Ingredients:
- 1 lb sourdough bread, cut into 1 inch cubes
- 4 oz unsalted butter
- 2 cups yellow onion, finely diced
- 1.5 cups celery, diced small
- 3 tbsp fresh sage, minced
- 1 tbsp fresh thyme
- 1 tsp dried rosemary, crushed
- 1.5 cups low sodium turkey broth
- 2 large eggs, beaten
- 1 tsp kosher salt
- 0.5 tsp black pepper
Instructions:
- Spread 1 lb sourdough bread cubes on a baking sheet. Leave them out overnight or toast at 300°F (150°C) for 15 minutes until they feel like croutons.
- Heat 4 oz unsalted butter in a large skillet over medium heat until it begins to foam.
- Add 2 cups yellow onion and 1.5 cups celery to the butter. Cook for 8 minutes until the onions are translucent and soft.
- Stir in 3 tbsp sage, 1 tbsp thyme, and 1 tsp rosemary. Cook for 1 minute until the kitchen smells like Thanksgiving.
- Place bread cubes in a large bowl and pour the butter vegetable mixture over them. Toss gently.

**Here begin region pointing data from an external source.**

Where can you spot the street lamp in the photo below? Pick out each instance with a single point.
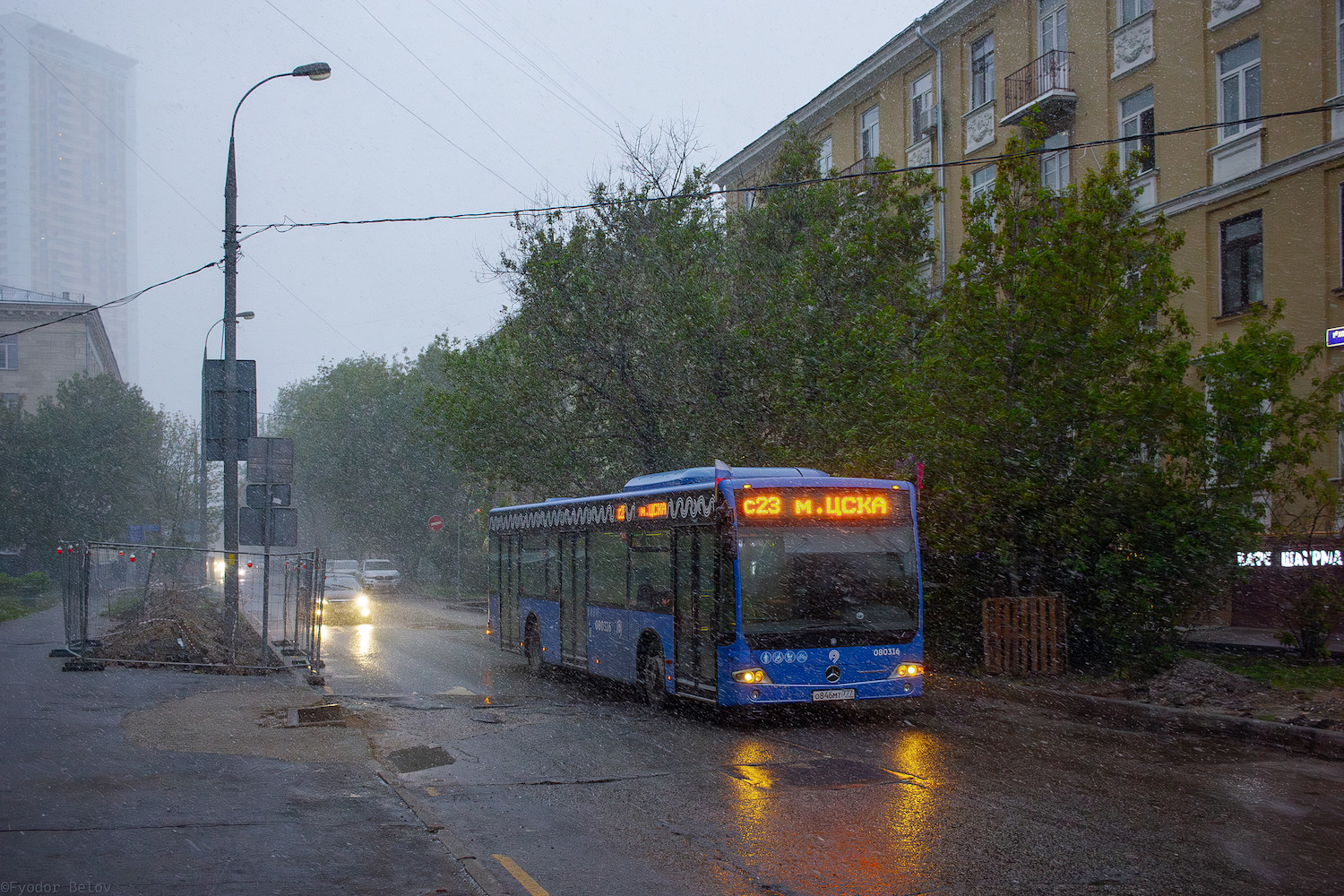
(203, 474)
(316, 72)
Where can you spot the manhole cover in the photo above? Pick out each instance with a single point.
(418, 758)
(814, 774)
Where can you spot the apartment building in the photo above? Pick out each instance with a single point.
(67, 211)
(1261, 202)
(45, 340)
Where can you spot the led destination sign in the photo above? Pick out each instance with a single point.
(823, 505)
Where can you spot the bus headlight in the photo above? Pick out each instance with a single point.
(750, 676)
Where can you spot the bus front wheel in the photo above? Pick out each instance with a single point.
(650, 680)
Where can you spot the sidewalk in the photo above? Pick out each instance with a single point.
(148, 782)
(1241, 637)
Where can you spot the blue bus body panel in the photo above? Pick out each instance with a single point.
(796, 673)
(610, 650)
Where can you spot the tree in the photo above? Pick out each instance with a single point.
(83, 465)
(1067, 449)
(658, 331)
(367, 477)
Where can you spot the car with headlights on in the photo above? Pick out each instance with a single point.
(379, 575)
(344, 599)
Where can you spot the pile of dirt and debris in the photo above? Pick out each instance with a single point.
(1193, 683)
(182, 627)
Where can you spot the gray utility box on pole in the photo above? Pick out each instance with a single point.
(212, 408)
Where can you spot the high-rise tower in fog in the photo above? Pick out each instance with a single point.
(67, 198)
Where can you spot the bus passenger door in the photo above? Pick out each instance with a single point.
(508, 591)
(694, 638)
(573, 598)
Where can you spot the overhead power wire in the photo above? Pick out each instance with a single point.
(524, 56)
(725, 191)
(398, 102)
(559, 61)
(156, 174)
(578, 109)
(456, 96)
(116, 303)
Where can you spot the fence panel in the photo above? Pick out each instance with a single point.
(137, 603)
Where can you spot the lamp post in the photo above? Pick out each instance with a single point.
(316, 72)
(203, 476)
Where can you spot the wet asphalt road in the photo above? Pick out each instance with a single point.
(590, 793)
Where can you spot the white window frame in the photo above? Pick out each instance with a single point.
(921, 107)
(983, 180)
(1246, 80)
(1131, 10)
(1054, 163)
(1132, 125)
(868, 134)
(983, 70)
(1055, 13)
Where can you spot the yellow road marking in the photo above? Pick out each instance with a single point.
(523, 877)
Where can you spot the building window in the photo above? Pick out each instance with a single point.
(983, 70)
(868, 134)
(1339, 46)
(1136, 120)
(1242, 260)
(1054, 163)
(1131, 10)
(1238, 86)
(981, 182)
(921, 107)
(1054, 26)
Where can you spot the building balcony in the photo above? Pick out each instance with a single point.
(1042, 89)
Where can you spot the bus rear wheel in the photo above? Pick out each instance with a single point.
(650, 680)
(532, 649)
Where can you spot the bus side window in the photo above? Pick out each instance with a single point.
(725, 589)
(607, 565)
(534, 562)
(650, 571)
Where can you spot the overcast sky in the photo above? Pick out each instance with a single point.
(386, 137)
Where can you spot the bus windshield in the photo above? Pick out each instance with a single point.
(828, 586)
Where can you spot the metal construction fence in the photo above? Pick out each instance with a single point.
(142, 603)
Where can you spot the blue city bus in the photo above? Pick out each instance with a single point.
(746, 586)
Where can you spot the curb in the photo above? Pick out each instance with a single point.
(1145, 716)
(433, 823)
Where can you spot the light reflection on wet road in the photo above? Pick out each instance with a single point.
(593, 793)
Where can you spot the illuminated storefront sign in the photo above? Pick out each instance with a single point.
(817, 505)
(1290, 559)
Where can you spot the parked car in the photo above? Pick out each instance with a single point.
(344, 598)
(379, 575)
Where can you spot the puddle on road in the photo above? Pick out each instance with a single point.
(816, 774)
(419, 758)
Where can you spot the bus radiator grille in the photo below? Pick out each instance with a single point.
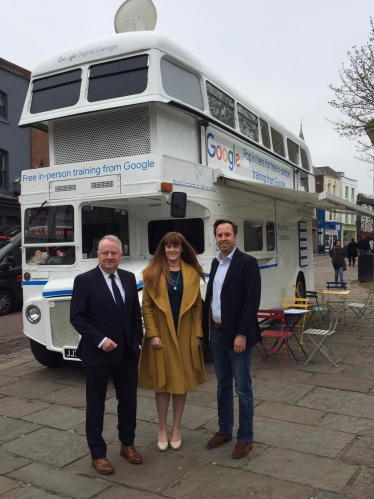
(63, 333)
(112, 134)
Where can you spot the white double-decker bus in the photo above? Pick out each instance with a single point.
(131, 118)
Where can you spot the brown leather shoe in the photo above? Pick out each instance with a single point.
(102, 466)
(241, 449)
(218, 440)
(131, 454)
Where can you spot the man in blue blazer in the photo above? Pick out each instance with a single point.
(106, 313)
(231, 304)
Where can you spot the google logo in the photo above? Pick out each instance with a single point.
(222, 153)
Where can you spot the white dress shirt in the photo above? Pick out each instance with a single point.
(108, 280)
(223, 267)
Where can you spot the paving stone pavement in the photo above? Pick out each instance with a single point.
(314, 429)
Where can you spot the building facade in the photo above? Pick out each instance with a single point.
(20, 148)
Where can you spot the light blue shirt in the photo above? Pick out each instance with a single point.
(108, 280)
(223, 267)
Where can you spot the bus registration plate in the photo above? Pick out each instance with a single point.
(70, 353)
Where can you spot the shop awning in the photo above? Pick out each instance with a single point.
(323, 200)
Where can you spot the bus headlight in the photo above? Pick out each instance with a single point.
(33, 314)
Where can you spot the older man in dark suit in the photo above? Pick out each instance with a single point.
(230, 309)
(105, 311)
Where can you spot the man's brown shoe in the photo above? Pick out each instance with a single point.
(218, 440)
(241, 449)
(102, 466)
(131, 454)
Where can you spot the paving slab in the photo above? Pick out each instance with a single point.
(158, 471)
(349, 424)
(61, 482)
(280, 391)
(298, 467)
(145, 433)
(124, 492)
(359, 372)
(340, 382)
(58, 416)
(13, 428)
(194, 416)
(220, 483)
(340, 402)
(288, 412)
(6, 380)
(360, 452)
(73, 396)
(7, 484)
(29, 388)
(28, 492)
(301, 438)
(49, 446)
(14, 407)
(9, 462)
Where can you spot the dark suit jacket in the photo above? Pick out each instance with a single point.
(94, 314)
(240, 300)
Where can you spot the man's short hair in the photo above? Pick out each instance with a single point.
(111, 238)
(223, 221)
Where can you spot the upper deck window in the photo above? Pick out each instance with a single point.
(293, 151)
(181, 84)
(278, 143)
(265, 134)
(55, 92)
(118, 78)
(304, 159)
(248, 123)
(221, 105)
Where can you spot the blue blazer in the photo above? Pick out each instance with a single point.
(94, 314)
(240, 300)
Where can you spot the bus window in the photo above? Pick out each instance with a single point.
(56, 92)
(98, 222)
(304, 159)
(191, 228)
(118, 78)
(265, 134)
(248, 123)
(278, 144)
(181, 84)
(253, 236)
(221, 105)
(293, 151)
(48, 227)
(270, 236)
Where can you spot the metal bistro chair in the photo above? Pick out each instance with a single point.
(275, 319)
(319, 337)
(361, 309)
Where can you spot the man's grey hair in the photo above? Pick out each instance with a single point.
(111, 238)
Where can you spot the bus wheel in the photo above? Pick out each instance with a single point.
(6, 302)
(300, 285)
(46, 357)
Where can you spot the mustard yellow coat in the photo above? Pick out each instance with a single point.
(178, 367)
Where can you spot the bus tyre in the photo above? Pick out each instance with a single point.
(6, 302)
(44, 356)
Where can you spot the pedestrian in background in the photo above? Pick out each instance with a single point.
(171, 360)
(352, 252)
(337, 254)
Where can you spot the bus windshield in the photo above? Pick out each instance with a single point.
(46, 228)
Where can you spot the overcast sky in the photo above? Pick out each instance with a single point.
(281, 54)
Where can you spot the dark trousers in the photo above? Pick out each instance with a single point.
(125, 379)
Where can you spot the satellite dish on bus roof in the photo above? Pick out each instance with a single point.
(135, 15)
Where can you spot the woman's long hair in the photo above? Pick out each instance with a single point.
(158, 267)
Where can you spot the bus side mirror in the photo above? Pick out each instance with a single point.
(178, 204)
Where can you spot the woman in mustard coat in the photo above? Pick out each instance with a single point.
(171, 360)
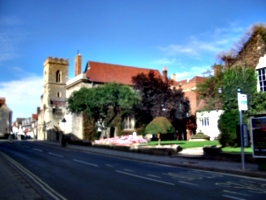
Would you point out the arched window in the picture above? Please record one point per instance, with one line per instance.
(58, 76)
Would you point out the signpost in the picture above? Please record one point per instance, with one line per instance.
(242, 105)
(258, 128)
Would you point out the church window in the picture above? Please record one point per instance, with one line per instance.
(58, 76)
(262, 79)
(128, 122)
(204, 121)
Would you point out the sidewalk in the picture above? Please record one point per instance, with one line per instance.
(13, 186)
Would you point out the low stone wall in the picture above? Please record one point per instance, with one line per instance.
(156, 150)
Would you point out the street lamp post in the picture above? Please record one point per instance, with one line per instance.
(242, 105)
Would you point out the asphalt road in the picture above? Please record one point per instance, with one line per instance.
(60, 173)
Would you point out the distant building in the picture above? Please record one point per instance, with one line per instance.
(5, 118)
(252, 53)
(57, 88)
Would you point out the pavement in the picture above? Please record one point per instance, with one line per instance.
(13, 184)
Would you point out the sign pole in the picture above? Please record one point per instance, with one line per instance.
(242, 105)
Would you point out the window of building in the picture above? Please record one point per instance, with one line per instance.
(58, 76)
(262, 79)
(128, 122)
(204, 121)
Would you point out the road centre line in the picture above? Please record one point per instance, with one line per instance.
(238, 193)
(183, 176)
(80, 161)
(57, 155)
(37, 149)
(129, 170)
(36, 179)
(151, 175)
(231, 197)
(144, 178)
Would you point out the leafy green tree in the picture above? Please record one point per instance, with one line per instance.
(234, 78)
(159, 125)
(229, 80)
(208, 89)
(107, 101)
(157, 97)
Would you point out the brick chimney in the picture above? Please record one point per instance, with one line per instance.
(78, 64)
(164, 74)
(216, 69)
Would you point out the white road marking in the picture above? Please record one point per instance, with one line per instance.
(57, 155)
(37, 149)
(145, 178)
(36, 179)
(153, 176)
(187, 183)
(86, 163)
(238, 193)
(129, 170)
(231, 197)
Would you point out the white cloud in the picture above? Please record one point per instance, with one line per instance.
(9, 38)
(218, 40)
(193, 71)
(23, 96)
(165, 61)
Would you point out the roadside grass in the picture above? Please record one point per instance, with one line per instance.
(247, 150)
(185, 144)
(194, 144)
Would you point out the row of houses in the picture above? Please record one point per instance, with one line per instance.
(57, 88)
(52, 118)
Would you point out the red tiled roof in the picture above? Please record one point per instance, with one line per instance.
(106, 73)
(34, 116)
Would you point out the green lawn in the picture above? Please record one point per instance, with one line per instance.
(192, 144)
(247, 150)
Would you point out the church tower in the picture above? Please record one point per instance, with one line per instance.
(53, 100)
(55, 78)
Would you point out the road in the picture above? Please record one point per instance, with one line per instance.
(62, 173)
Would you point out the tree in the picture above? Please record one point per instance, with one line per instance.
(107, 101)
(229, 80)
(159, 125)
(208, 89)
(158, 99)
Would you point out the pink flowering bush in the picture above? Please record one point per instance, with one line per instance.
(126, 140)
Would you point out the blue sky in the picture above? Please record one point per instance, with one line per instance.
(184, 36)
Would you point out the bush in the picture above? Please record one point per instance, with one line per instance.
(159, 125)
(227, 126)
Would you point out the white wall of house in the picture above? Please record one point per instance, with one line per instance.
(207, 122)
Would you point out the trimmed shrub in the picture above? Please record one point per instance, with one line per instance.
(200, 136)
(159, 125)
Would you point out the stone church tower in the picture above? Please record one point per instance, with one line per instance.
(53, 100)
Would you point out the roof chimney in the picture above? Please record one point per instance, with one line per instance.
(174, 77)
(2, 101)
(78, 64)
(164, 74)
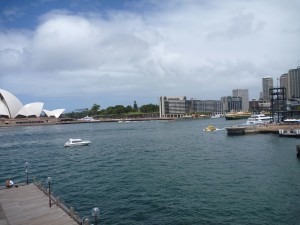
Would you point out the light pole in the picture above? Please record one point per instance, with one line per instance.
(26, 171)
(49, 179)
(95, 212)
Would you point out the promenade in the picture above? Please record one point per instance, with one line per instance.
(28, 205)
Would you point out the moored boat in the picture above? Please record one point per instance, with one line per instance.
(76, 142)
(289, 133)
(210, 128)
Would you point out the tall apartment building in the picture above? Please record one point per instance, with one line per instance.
(293, 90)
(284, 81)
(243, 93)
(267, 83)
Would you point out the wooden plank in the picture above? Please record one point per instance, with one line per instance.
(27, 205)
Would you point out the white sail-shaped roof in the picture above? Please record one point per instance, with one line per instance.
(11, 102)
(56, 113)
(3, 109)
(31, 109)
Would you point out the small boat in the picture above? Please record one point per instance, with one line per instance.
(210, 128)
(289, 133)
(215, 116)
(76, 142)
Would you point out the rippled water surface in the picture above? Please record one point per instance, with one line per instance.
(161, 172)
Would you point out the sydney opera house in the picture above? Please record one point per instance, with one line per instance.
(12, 111)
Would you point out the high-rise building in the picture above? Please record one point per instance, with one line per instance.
(284, 81)
(243, 93)
(294, 83)
(267, 83)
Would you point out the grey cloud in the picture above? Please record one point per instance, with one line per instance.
(158, 53)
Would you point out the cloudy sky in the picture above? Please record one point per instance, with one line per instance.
(74, 53)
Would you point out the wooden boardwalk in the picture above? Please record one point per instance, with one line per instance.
(28, 205)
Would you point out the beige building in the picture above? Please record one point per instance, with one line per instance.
(293, 83)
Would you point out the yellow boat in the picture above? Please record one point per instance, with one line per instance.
(210, 128)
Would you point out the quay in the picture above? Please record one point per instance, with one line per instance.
(263, 128)
(28, 205)
(43, 121)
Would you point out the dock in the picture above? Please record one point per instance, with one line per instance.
(29, 205)
(264, 128)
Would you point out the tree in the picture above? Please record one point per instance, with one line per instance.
(94, 110)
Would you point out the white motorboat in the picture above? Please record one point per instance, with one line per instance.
(289, 133)
(76, 142)
(259, 119)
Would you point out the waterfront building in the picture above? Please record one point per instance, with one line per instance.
(206, 106)
(293, 81)
(243, 93)
(267, 84)
(172, 106)
(232, 104)
(179, 106)
(11, 107)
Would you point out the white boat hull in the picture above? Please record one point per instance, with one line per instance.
(76, 142)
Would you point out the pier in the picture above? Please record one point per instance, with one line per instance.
(29, 205)
(264, 128)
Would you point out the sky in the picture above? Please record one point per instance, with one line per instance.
(75, 53)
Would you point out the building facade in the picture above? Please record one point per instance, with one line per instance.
(179, 107)
(267, 84)
(244, 94)
(232, 104)
(284, 81)
(293, 89)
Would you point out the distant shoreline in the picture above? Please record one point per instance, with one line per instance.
(43, 121)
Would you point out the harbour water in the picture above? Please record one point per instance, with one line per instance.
(159, 172)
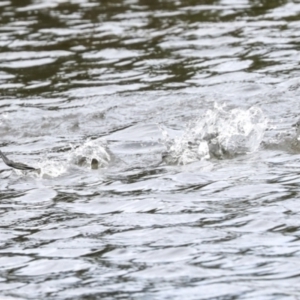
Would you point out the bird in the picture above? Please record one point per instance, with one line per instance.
(16, 165)
(297, 125)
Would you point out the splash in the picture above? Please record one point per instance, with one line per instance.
(93, 154)
(220, 133)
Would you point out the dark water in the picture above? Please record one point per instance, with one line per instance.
(107, 79)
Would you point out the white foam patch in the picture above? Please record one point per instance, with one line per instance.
(91, 149)
(219, 133)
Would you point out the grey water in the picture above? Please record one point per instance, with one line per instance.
(140, 85)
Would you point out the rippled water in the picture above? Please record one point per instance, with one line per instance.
(188, 107)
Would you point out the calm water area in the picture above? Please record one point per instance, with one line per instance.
(162, 130)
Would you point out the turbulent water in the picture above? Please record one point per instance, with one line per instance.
(162, 131)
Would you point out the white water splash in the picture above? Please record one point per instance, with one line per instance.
(91, 149)
(220, 133)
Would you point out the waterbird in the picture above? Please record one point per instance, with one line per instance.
(16, 165)
(297, 126)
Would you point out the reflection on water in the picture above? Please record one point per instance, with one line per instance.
(85, 81)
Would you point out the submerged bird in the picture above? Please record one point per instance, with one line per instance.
(16, 165)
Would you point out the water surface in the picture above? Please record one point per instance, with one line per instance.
(124, 81)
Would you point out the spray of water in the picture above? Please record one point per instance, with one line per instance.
(219, 133)
(93, 154)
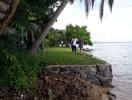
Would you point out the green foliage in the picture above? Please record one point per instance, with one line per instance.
(64, 56)
(18, 69)
(78, 32)
(55, 37)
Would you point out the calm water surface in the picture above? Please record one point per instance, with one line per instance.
(119, 55)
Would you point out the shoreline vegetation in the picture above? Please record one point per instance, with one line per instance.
(25, 75)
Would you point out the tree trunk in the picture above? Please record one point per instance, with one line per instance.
(48, 26)
(7, 10)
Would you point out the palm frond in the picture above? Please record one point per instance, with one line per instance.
(92, 3)
(110, 3)
(101, 9)
(71, 1)
(87, 6)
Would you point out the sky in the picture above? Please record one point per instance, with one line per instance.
(115, 26)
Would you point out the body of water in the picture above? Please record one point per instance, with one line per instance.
(119, 55)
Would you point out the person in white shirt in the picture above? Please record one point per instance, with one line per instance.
(74, 44)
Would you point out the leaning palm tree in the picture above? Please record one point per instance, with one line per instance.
(7, 10)
(88, 4)
(8, 7)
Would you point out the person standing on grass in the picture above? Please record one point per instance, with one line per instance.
(80, 44)
(74, 45)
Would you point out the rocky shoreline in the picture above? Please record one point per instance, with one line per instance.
(69, 82)
(99, 75)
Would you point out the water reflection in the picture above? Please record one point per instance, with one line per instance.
(119, 55)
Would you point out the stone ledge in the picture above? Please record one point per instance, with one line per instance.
(100, 74)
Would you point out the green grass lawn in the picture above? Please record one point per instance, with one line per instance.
(64, 56)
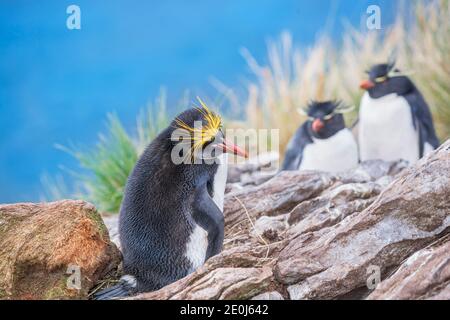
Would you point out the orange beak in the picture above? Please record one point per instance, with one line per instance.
(367, 84)
(229, 147)
(317, 125)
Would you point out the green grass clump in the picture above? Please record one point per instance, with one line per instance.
(106, 166)
(328, 71)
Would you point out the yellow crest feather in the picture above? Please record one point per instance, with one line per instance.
(208, 131)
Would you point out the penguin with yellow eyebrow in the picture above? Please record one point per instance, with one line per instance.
(171, 218)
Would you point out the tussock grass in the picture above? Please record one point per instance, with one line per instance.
(292, 76)
(104, 169)
(334, 70)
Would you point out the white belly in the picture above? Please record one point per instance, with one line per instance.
(386, 129)
(220, 181)
(196, 248)
(198, 241)
(335, 154)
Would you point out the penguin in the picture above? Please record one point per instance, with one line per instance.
(395, 122)
(322, 142)
(171, 218)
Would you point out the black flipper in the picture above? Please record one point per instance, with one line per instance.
(120, 290)
(208, 216)
(422, 120)
(294, 153)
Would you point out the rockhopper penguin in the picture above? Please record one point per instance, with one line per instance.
(322, 142)
(171, 218)
(394, 119)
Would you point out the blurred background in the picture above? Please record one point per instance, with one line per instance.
(78, 106)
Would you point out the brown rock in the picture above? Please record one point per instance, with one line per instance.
(220, 283)
(314, 235)
(42, 244)
(411, 212)
(425, 275)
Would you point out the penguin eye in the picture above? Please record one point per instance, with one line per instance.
(381, 79)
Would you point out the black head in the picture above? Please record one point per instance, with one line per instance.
(191, 145)
(325, 118)
(385, 79)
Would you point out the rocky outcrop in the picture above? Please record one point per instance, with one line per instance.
(378, 231)
(53, 250)
(424, 275)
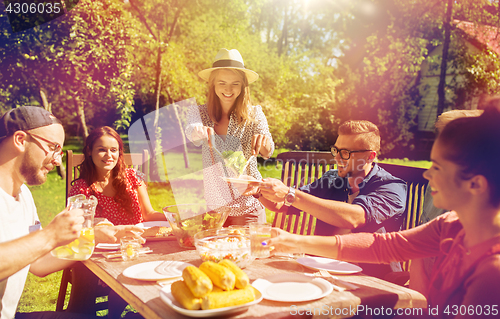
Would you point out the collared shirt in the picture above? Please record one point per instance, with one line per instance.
(382, 196)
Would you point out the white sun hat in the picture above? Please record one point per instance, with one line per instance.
(229, 59)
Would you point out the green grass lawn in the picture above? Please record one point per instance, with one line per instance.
(40, 294)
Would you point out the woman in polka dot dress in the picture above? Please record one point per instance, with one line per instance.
(121, 192)
(231, 122)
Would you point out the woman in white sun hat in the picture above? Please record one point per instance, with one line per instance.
(232, 124)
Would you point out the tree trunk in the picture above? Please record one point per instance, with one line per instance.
(284, 33)
(444, 59)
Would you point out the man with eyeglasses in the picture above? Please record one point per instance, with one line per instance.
(358, 196)
(31, 140)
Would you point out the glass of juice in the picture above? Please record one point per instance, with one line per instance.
(259, 235)
(82, 247)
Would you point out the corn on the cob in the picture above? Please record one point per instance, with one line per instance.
(183, 295)
(228, 298)
(221, 276)
(197, 281)
(241, 278)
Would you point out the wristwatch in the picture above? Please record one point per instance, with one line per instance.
(290, 197)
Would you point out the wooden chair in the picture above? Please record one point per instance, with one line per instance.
(135, 160)
(299, 169)
(302, 168)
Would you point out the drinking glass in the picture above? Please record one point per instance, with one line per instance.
(259, 235)
(82, 247)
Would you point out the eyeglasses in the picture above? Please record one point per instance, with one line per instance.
(57, 152)
(344, 154)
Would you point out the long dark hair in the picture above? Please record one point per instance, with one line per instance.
(473, 143)
(88, 171)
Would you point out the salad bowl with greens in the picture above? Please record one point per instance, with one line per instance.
(188, 219)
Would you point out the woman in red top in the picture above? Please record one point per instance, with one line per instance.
(464, 177)
(121, 192)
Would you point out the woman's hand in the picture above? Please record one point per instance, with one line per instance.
(261, 145)
(202, 133)
(247, 189)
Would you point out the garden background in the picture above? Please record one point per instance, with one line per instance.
(116, 62)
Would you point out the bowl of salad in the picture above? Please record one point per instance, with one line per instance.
(188, 219)
(231, 243)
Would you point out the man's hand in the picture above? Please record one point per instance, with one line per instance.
(112, 234)
(247, 189)
(273, 190)
(65, 227)
(282, 242)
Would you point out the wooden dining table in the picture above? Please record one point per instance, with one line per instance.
(373, 294)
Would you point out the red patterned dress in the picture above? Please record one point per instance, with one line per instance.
(107, 207)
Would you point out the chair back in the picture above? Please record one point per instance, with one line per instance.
(299, 169)
(73, 160)
(416, 184)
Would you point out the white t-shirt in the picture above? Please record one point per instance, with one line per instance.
(16, 217)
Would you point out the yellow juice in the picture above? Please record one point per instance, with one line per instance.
(79, 249)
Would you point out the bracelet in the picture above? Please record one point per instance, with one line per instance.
(258, 195)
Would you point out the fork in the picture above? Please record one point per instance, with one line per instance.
(337, 281)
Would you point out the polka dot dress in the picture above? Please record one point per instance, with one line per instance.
(238, 138)
(107, 207)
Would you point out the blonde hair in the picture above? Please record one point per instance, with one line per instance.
(241, 106)
(371, 134)
(449, 116)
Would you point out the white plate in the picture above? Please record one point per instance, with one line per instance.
(240, 181)
(166, 296)
(331, 265)
(160, 223)
(292, 287)
(146, 271)
(107, 246)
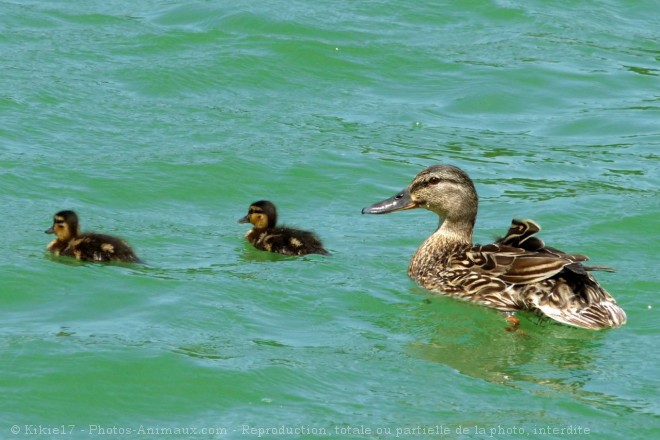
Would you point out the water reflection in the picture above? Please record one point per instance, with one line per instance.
(541, 357)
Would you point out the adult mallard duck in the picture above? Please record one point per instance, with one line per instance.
(267, 236)
(517, 272)
(88, 246)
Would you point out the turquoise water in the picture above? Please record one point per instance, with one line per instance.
(162, 121)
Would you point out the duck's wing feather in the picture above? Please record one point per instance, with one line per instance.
(513, 265)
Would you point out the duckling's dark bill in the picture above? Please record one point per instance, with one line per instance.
(399, 202)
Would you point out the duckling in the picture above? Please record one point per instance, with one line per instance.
(87, 246)
(516, 272)
(267, 236)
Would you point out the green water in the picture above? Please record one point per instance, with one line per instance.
(162, 121)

- In a separate small bowl, whisk 1.5 cups low sodium turkey broth with 2 large eggs, 1 tsp salt, and 0.5 tsp pepper.
- Drizzle the broth mixture over the bread cubes. Fold gently until the liquid is fully absorbed.
- Spoon the mixture loosely into the prepared turkey cavity. Do not pack it tightly or it won't cook through.
- Follow your turkey's specific roasting instructions, typically about 3 hours until a thermometer in the stuffing reads 165°F.
- Allow the turkey to rest for 20 minutes before scooping the stuffing into a serving bowl.